Under the 1997 Rules of Civil Procedure, it is now explicitly provided that
the dismissal of the complaint due tofailure of the plaintiff to prosecute his
case is "without prejudice to the rightof the defendant to prosecute his
counterclaim in the same or in a separate action."
ROYAL PLAINS VIEW, INC. V. MEJIA, NOVEMBER 12, 2018

FACTS:

In a case filed by the petitioner before the RTC, the respondent was
declared in default. The RTC dismissed the case as it found that the whole
transaction between petitioners and Nestor was tainted with badges of
fraud.

Petitioner appealed the case before the CA, where the CA ordered the
respondent to file an appellee’s brief.

Petitioner argued that the CA erred in its order as the respondent was
already declared in default.

ISSUE:

Whether the party declared in default may not file an appellee’s brief?

RULING:

No, a defending party declared in default loses his standing in the trial court
and his right to adduce evidence and to present his defense, 42 this,
however, does not impliedly suggest a loss of all his/her rights in the stages
of the case after the default judgment.

The provision that the defaulting party cannot take part in the trial only
meant that he/she has already lost his/her standing in the trial court. In
other words, the effect of the judgment of default is limited only to those
stages in the prosecution of the case which terminated with and included in
the judgment of the trial court on the merits.
MANUEL V. ONG, OCTOBER 15, 2014

FACTS:

Respondent Ong filed an accion reinvicatoria case against petitioners.


However, after repeated service of summons they refused to receive the
same, the sheriff even explained to them to filed an answer within 15 days,
but the petitioners did not file an answer.

The court declared them in default, Spouses filed a motion to lift the order
of default, but the court refused to grant the same.

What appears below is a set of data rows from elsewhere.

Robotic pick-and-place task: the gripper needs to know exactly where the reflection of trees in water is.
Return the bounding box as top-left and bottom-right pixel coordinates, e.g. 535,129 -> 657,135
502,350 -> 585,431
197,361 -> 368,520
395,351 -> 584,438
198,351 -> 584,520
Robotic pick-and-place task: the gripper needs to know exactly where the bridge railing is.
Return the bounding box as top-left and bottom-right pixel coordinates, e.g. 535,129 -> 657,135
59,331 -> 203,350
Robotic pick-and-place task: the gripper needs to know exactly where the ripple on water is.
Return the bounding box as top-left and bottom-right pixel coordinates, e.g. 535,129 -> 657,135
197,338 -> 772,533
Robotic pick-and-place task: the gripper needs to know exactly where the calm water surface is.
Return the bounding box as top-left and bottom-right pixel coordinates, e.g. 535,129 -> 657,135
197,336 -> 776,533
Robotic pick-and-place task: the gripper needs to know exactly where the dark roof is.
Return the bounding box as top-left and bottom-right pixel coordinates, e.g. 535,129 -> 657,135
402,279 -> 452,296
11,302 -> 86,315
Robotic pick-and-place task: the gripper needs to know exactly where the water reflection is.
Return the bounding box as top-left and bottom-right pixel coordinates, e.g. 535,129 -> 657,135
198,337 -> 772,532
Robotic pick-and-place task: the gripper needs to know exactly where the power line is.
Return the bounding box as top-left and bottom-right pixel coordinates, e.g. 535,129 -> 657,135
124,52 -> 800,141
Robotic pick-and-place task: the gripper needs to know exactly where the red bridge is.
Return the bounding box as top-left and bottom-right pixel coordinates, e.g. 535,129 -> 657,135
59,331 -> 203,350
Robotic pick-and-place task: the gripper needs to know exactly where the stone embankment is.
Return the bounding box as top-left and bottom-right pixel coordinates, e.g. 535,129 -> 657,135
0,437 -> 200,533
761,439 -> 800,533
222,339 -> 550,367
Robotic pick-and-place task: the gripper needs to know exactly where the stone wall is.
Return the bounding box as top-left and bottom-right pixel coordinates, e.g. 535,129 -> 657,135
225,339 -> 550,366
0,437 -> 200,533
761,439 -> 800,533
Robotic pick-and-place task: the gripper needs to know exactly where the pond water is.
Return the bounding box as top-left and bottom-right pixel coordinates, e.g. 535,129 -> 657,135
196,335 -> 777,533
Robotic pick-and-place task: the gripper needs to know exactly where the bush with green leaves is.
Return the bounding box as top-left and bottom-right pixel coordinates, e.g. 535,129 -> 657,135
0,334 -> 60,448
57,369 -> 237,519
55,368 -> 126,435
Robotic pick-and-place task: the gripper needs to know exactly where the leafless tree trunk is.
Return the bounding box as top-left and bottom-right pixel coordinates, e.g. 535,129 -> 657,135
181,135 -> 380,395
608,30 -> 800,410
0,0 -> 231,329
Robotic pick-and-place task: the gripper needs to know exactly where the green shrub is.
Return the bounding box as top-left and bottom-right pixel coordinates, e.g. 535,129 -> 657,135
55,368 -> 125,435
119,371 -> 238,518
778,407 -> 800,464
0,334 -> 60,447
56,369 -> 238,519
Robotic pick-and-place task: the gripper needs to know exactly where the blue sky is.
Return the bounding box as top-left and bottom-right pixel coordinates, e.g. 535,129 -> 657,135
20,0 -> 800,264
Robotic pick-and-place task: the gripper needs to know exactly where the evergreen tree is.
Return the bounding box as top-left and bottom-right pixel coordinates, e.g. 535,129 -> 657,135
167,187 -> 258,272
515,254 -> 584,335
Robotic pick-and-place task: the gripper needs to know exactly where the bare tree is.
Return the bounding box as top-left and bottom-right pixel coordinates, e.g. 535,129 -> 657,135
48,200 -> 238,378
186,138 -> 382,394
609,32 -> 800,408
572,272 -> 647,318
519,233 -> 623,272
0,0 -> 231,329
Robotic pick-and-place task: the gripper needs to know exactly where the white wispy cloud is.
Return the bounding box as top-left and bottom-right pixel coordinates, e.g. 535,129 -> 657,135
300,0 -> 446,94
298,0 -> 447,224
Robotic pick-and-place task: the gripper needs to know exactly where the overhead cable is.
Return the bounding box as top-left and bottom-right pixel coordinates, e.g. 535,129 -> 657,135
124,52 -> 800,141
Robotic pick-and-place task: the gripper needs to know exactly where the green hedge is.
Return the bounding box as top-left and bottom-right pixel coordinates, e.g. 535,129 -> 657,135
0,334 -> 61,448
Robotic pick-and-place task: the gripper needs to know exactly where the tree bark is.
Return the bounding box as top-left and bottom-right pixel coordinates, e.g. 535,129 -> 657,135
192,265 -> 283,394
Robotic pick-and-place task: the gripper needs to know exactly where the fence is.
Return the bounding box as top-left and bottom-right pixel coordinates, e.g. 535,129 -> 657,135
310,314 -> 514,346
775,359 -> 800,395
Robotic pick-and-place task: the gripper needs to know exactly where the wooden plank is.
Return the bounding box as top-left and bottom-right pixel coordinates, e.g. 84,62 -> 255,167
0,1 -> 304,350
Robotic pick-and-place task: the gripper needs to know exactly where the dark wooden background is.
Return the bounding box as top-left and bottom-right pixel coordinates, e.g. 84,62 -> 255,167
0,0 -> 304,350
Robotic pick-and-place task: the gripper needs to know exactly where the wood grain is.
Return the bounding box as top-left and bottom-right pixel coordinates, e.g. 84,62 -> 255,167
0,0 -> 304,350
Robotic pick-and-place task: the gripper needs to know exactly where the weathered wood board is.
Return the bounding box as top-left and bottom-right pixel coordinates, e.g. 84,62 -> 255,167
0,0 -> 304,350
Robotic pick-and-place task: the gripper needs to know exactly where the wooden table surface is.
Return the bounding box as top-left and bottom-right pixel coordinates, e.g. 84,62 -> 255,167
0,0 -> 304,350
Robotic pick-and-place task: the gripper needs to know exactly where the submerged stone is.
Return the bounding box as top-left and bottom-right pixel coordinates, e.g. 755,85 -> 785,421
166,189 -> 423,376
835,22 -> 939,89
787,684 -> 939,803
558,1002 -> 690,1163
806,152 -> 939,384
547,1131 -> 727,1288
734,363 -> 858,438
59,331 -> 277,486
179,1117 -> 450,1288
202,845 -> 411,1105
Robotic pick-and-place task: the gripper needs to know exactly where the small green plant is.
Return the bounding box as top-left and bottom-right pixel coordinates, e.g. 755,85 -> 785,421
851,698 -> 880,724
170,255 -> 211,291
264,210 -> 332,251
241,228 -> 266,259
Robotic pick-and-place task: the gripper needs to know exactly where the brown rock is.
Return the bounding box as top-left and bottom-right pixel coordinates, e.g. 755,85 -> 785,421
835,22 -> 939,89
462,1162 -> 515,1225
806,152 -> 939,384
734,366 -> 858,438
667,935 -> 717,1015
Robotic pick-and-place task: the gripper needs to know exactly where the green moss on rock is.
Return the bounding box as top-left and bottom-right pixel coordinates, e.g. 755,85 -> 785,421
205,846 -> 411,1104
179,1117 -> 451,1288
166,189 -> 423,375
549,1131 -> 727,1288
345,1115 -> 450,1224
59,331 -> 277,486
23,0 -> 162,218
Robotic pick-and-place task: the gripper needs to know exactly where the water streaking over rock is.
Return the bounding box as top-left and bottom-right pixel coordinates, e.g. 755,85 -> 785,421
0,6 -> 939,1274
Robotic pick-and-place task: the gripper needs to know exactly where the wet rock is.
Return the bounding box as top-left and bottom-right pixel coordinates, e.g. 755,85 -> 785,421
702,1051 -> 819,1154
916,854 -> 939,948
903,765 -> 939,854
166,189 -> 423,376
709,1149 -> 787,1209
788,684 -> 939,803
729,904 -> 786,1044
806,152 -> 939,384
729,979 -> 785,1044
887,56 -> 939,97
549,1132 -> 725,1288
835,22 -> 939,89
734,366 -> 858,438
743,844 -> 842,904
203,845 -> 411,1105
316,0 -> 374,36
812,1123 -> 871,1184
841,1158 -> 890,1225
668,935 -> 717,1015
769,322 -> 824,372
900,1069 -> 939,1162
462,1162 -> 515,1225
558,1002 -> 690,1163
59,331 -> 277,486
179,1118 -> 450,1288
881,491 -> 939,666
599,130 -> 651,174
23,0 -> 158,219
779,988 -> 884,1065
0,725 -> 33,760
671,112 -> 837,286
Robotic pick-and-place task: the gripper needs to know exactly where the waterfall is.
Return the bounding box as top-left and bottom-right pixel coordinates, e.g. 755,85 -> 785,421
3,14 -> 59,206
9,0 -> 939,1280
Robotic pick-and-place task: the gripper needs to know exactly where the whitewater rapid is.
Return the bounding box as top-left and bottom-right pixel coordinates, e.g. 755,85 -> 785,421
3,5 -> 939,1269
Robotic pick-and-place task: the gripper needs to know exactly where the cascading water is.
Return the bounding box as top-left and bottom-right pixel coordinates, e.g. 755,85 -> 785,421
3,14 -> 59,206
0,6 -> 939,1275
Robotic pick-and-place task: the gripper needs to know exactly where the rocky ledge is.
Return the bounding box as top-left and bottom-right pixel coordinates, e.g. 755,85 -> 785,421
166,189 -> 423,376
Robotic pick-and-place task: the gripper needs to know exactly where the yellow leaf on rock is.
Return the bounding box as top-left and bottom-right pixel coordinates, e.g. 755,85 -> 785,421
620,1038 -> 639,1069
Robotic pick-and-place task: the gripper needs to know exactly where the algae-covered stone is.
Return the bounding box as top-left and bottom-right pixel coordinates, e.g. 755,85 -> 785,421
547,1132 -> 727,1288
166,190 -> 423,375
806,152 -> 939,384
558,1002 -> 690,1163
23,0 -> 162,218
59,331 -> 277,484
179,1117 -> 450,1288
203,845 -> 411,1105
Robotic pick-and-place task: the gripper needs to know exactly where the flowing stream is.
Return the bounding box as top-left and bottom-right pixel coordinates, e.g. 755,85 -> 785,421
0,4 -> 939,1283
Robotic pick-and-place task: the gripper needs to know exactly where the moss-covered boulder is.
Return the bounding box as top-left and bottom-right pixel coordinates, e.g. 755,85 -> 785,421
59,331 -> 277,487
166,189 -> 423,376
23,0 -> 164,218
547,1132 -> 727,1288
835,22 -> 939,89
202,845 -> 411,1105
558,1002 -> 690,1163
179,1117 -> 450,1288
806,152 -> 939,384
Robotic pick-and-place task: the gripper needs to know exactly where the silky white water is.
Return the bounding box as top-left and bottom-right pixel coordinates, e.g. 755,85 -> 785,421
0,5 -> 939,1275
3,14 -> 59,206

ISSUE: Whether the dismissal is valid?

RULING:

The recognition that it is the defendant who is at fault and must suffer the
consequences of his or her own failure is analogous to the dismissal of an
action due to the fault of a plaintiff, as provided by Rule 17, Section 3 of the
1997 Rules of Civil Procedure. Rule 17, Section 3 reads:

SEC. 3. Dismissal due to fault of plaintiff. — If for no justifiable cause,


the plaintiff fails to appear on the date of the presentation of his evidence in
chief on the complaint, or to prosecute his action for an unreasonable
length of time, or to comply with these Rules or any order of the court, the
complaint may be dismissed upon motion of the defendant or upon the
court's own motion, without prejudice to the right of the defendant to
prosecute his counterclaim in the same or in a separate action. This
dismissal shall have the effect of an adjudication upon the merits, unless
otherwise declared by the court.

In this case, the Spouses Manuel only have themselves to blame in not
properly receiving the summons and copy of the complaint served on them.
This is evidently an act of obstinate refusal to submit to and to comply with
court processes. Thus, the r Spouses Manuel are not deserving of any
leniency.
BLAY V. BAÑA, MARCH 7, 2018

FACTS:

In an annulment proceeding filed by the petitioner, the respondent filed a


compulsory counterclaim. Subsequently, the petitioner loses interest of the
case and filed a motion to withdraw. Respondent prayed that her
counterclaims be declared as remaining for the court's independent
adjudication. In reply, respondent averring that respondent's counterclaims
are barred from being prosecuted in the same action due to her failure to
file a manifestation therefor within fifteen (15) days from notice of the
Motion to Withdraw, which - according to petitioner - was required under
the same Rules of Court provision.

The lower court granted the motion to withdraw, but declared the
counterclaim "as remaining for independent adjudication".

ISSUE: Whether counterclaim may proceed after the dismissal of the main
complaint despite the non-filing a manifestation?

RULING:

No, as stated in the third sentence of Section 2, Rule 17, if the defendant
desires to prosecute his counterclaim in the same action, he is required to
file a manifestation within fifteen (15) days from notice of the motion.
Otherwise, his counterclaim may be prosecuted in a separate action.